Inflammation in arterial walls leads to coronary artery disease (CAD). We previously reported that a high omega-3 fatty index was associated with prevention of progression of coronary atherosclerosis, a disease of chronic inflammation in the arterial wall. However, the mechanism of such benefit is unclear. The two main omega-3 fatty acids, eicosapentaenoic acid (EPA) and docosahexaenoic acid (DHA), are precursors of specialized pro-resolving lipid mediators (SPMs)-resolvins and maresins-which actively resolve chronic inflammation. To explore whether SPMs are associated with coronary plaque progression, levels of SPMs and proinflammatory mediators (leukotriene B-4 [LTB4] and prostaglandins) were measured using liquid chromatography-tandem mass spectrometry in 31 statin-treated patients with stable CAD randomized to either EPA and DHA, 3.36 g daily, or no EPA/DHA (control). Coronary plaque volume was measured by coronary computed tomographic angiography at baseline and at 30-month follow-up. Higher plasma levels of EPA+DHA were associated with significantly increased levels of two SPMs-resolvin E1 and maresin 1-and 18-hydroxy-eicosapentaenoic acid (HEPE), the precursor of resolvin E1. Those with low plasma EPA+DHA levels had a low (18-HEPE+resolvin E1)/LTB4 ratio and significant plaque progression. Those with high plasma EPA+DHA levels had either low (18-HEPE+resolvin E1)/LTB4 ratios with significant plaque progression or high (18-HEPE+resolvin E1)/LTB4 ratios with significant plaque regression.
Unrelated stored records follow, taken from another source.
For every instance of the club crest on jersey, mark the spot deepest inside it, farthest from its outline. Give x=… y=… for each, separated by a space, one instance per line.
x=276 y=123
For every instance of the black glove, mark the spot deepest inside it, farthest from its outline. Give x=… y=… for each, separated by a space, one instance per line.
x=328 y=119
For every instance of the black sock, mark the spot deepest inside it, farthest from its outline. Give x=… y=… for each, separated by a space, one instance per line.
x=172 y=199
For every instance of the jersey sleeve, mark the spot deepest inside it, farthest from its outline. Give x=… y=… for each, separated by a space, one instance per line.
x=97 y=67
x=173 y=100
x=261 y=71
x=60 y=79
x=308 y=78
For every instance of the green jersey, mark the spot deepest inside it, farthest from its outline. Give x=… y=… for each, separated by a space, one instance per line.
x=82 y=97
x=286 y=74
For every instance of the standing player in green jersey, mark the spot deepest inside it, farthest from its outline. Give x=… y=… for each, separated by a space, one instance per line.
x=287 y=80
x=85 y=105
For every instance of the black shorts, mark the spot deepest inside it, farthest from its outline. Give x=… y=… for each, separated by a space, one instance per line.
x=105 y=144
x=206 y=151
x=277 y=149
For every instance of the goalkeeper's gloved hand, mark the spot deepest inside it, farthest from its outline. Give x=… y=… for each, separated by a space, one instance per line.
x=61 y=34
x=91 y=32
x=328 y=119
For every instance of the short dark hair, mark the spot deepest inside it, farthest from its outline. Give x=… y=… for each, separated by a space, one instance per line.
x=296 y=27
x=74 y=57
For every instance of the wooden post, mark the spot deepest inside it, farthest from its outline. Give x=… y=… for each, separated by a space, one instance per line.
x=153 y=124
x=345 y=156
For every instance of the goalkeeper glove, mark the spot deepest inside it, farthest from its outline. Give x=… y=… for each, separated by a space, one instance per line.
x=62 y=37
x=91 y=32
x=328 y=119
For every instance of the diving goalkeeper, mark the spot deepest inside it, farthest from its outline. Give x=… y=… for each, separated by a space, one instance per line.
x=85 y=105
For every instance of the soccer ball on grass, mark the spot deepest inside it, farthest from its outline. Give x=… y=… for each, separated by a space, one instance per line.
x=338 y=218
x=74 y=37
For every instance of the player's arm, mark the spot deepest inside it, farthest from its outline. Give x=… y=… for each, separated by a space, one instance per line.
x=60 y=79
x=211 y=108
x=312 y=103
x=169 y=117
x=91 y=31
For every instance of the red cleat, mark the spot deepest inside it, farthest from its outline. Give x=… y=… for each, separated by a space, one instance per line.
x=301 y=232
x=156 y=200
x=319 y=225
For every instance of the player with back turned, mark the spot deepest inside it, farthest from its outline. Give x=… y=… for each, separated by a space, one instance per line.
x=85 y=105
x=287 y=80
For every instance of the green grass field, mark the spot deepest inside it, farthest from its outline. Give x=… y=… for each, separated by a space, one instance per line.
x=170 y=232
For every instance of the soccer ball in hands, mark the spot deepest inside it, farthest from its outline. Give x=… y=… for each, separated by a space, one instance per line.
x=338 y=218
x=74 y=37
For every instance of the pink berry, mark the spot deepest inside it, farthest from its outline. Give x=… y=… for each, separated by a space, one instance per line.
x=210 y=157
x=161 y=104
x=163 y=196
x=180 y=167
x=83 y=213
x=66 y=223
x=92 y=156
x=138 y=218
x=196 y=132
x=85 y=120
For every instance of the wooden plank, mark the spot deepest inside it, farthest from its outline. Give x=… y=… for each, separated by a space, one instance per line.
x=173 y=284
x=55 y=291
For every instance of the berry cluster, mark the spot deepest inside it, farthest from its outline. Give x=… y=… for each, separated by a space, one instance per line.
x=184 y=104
These findings suggest that an imbalance between pro-resolving and proinflammatory lipid mediators is associated with plaque progression and potentially mediates the beneficial effects of EPA and DHA in CAD patients.

Automated summary

The presence of higher levels of EPA+DHA in the plasma was associated with increased levels of two SPMs, resolvin E1 and maresin 1, as well as HEPE. Patients with low EPA+DHA levels had a low (18-HEPE+resolvin E1)/LTB4 ratio and showed significant plaque progression, while those with high levels had either low ratios with progression or high ratios with regression. This suggests that an imbalance between pro-resolving and proinflammatory lipid mediators is linked to plaque progression in CAD patients, potentially explaining the benefits of EPA and DHA.